Another young, American man, in a different set of circumstances, faces the same charge in federal court. Abdella Ahmad Tounisi. an 18-year-old man from Illinois, was arrested last week as he attempted to board a plane to the Middle East. Federal officials say he was on his way to provide material support to a foreign terrorist organization, yet the United States claims to support the Syrian opposition in the bloody war against Syrian dictator Bashar al-Assad.

Then there is the case of Eric Harroun, a 30-year-old white, Christian man from Phoenix, Arizona, recently returned from fighting the rebel forces in Syria. The federal government believes Harroun conspired to use a weapon of mass destruction while fighting against Bashar al-Assad, and he too is being charged with fighting alongside a designated terrorist group.

Spencer Ackerman is a writer for Wired magazine’s national security blog Danger Room. He argues against using the term "weapon of mass destruction" as the charges against Harroun and Tsarnaev move forward.

Matthew VanDyke is an American documentary filmmaker and foreign fighter on the side of the uprising in the Libyan civil war. He was a prisoner of war in Tripoli for 6 months. He says that while his case may resemble Eric Harroun's, his work in Libya was very different from Harroun's involvement in Syria.

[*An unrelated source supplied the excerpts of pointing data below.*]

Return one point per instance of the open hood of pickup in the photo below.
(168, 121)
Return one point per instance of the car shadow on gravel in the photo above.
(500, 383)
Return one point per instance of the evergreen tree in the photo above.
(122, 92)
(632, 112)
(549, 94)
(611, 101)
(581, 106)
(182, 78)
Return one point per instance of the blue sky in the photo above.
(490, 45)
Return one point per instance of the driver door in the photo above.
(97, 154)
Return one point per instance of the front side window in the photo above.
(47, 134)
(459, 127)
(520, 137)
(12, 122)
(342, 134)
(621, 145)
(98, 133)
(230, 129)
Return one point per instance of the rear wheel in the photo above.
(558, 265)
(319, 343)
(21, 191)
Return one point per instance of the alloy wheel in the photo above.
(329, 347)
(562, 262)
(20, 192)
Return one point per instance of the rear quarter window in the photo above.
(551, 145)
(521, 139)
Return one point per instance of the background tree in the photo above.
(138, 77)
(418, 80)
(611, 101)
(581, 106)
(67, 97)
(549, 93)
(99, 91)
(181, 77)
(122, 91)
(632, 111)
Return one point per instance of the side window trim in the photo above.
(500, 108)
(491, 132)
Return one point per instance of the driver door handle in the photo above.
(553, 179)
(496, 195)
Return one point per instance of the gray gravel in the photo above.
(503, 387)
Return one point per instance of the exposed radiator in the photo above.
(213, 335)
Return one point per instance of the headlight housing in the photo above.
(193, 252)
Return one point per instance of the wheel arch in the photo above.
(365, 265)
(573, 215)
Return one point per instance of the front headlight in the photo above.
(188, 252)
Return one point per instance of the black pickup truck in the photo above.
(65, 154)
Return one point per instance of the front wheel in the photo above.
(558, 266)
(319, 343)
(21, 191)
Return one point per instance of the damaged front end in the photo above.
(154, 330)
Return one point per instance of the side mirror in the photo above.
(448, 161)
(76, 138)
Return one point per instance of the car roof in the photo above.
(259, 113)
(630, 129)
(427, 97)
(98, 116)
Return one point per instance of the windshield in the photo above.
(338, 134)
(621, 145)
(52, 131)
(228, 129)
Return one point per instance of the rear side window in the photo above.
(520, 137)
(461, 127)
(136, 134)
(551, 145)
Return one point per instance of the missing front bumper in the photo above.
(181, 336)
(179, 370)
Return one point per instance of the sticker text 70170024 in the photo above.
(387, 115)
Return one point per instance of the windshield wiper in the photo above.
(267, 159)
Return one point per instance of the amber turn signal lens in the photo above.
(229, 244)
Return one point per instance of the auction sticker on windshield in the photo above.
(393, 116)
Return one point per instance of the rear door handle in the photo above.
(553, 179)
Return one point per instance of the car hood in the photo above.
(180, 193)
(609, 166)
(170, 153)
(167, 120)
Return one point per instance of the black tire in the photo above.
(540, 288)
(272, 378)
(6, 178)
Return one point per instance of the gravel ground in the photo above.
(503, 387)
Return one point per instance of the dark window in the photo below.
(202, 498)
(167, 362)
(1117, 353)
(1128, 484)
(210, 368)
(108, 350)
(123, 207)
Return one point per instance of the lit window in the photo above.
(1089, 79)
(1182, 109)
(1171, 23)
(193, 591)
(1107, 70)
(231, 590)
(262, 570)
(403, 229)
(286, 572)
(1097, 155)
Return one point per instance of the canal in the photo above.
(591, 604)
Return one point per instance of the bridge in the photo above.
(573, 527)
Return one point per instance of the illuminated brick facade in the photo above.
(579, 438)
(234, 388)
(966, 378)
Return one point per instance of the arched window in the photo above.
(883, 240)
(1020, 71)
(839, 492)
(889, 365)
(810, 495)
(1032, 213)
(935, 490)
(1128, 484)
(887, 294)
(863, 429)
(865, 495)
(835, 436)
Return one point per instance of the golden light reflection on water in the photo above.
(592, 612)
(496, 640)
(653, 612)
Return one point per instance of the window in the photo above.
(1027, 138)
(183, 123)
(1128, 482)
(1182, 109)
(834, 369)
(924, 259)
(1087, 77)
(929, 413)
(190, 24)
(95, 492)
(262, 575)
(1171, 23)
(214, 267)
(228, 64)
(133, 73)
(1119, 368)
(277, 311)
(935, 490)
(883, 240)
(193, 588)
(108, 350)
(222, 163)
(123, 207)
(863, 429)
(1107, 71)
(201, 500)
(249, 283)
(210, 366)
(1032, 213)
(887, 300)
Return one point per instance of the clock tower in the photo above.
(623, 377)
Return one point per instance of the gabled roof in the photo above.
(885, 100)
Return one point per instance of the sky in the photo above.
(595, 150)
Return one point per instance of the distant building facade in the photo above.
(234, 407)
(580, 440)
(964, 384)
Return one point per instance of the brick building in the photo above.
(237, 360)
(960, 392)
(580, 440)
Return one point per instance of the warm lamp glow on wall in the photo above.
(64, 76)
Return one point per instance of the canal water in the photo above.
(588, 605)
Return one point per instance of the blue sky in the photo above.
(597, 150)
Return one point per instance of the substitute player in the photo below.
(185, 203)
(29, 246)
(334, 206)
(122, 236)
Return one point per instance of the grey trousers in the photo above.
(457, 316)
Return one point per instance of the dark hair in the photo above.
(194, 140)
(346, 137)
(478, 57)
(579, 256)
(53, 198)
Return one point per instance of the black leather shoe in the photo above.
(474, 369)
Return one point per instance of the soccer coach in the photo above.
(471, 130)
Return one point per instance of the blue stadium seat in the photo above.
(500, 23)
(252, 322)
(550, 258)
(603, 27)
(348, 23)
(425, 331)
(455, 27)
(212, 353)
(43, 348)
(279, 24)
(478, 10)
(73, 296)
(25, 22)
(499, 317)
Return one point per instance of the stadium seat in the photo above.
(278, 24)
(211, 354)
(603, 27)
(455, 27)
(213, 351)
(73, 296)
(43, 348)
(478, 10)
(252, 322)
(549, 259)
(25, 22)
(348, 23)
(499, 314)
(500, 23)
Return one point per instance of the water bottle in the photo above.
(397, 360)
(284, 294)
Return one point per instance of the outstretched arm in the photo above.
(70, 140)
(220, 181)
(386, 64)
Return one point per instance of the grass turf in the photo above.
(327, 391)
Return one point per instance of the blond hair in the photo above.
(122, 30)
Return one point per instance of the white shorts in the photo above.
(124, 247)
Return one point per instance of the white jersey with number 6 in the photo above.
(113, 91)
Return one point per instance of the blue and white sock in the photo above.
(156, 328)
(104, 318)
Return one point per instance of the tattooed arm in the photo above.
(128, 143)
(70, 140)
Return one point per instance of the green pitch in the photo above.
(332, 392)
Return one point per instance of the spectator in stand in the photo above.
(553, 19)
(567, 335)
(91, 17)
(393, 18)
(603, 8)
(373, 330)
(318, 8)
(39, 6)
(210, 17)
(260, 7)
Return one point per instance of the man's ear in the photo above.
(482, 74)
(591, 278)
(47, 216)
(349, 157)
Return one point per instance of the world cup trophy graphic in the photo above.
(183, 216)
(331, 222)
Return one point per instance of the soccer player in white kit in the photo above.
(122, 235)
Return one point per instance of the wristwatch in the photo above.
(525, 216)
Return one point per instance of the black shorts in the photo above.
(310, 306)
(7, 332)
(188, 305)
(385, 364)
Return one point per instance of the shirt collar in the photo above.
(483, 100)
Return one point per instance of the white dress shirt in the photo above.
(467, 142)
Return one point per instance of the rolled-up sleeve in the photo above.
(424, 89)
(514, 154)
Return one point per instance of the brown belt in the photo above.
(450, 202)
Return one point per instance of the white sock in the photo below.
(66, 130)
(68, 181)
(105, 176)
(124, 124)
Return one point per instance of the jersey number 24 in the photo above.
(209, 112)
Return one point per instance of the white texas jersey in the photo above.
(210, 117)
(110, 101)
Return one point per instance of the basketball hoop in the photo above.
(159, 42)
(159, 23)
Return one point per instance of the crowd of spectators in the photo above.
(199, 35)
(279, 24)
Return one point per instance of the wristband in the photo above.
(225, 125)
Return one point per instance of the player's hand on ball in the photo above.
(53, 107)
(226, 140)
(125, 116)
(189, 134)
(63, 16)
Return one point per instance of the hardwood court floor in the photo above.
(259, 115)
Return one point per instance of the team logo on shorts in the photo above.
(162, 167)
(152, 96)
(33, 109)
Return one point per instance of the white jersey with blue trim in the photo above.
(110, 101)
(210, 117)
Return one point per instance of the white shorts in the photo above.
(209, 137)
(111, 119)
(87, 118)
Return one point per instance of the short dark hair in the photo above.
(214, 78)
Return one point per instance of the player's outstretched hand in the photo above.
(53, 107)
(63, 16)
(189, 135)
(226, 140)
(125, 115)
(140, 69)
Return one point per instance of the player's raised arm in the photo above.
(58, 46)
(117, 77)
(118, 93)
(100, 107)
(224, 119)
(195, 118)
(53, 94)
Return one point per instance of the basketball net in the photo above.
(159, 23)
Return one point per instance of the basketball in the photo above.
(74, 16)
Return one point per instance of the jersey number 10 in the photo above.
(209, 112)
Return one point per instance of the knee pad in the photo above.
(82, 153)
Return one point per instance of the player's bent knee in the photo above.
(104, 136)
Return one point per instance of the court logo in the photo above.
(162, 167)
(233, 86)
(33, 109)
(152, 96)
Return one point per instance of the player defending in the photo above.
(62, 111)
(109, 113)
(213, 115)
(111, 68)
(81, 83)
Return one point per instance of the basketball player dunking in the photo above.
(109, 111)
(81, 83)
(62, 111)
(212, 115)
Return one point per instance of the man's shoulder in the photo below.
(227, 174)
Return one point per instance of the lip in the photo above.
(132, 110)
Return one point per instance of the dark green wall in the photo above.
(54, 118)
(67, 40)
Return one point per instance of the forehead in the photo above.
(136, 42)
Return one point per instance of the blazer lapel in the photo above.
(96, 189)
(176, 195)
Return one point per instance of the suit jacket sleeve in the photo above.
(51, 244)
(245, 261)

Spencer Ackerman and Matthew VanDyke

Produced by:

Jillian Weinberger

Comments [5]

Darren Lovelace from Monmouth OR USA

Terrorism is an act of criminal insanity targeting enough people indiscriminately to create a threat to what we value most. Our children! The terrorist greatest fear is “Truth” and the resolve of people, the resolve of nations and the courage of leaders to unify freely and in peace as one to defeat terrorists base of support.

Apr. 24 2013 01:08 AM
Charles from Seattle

The uncle said it. They are loserists.

Terrorist is as terrorist does. We were annoyed, inconvenienced, saddened, and angered, but not terrorized.
We love Boston--met my wife while working for a Boston company--will return soon to spend, support recovery, enjoy the culture and history our First City.
Viva Boston!

Of the loserists --forget them, remember Bostonian solidarity forever.

Apr. 23 2013 10:39 PM
Jeff from Mazar-e Sharif

The bureau seems more interested in the activities of four star generals than the extremists these days.

Apr. 23 2013 03:26 PM
Larry Fisher from Brooklyn, N.Y.

I wonder if any terrorist would call themselves "terrorist?..." I doubt it. As long as an accused terrorist will go to court, his lawyer will not call him a "terrorist," so the term will continue to evolve.

Apr. 23 2013 12:21 PM
Ed from Larchmont

What would you call it? It aims at large scale death and destruction.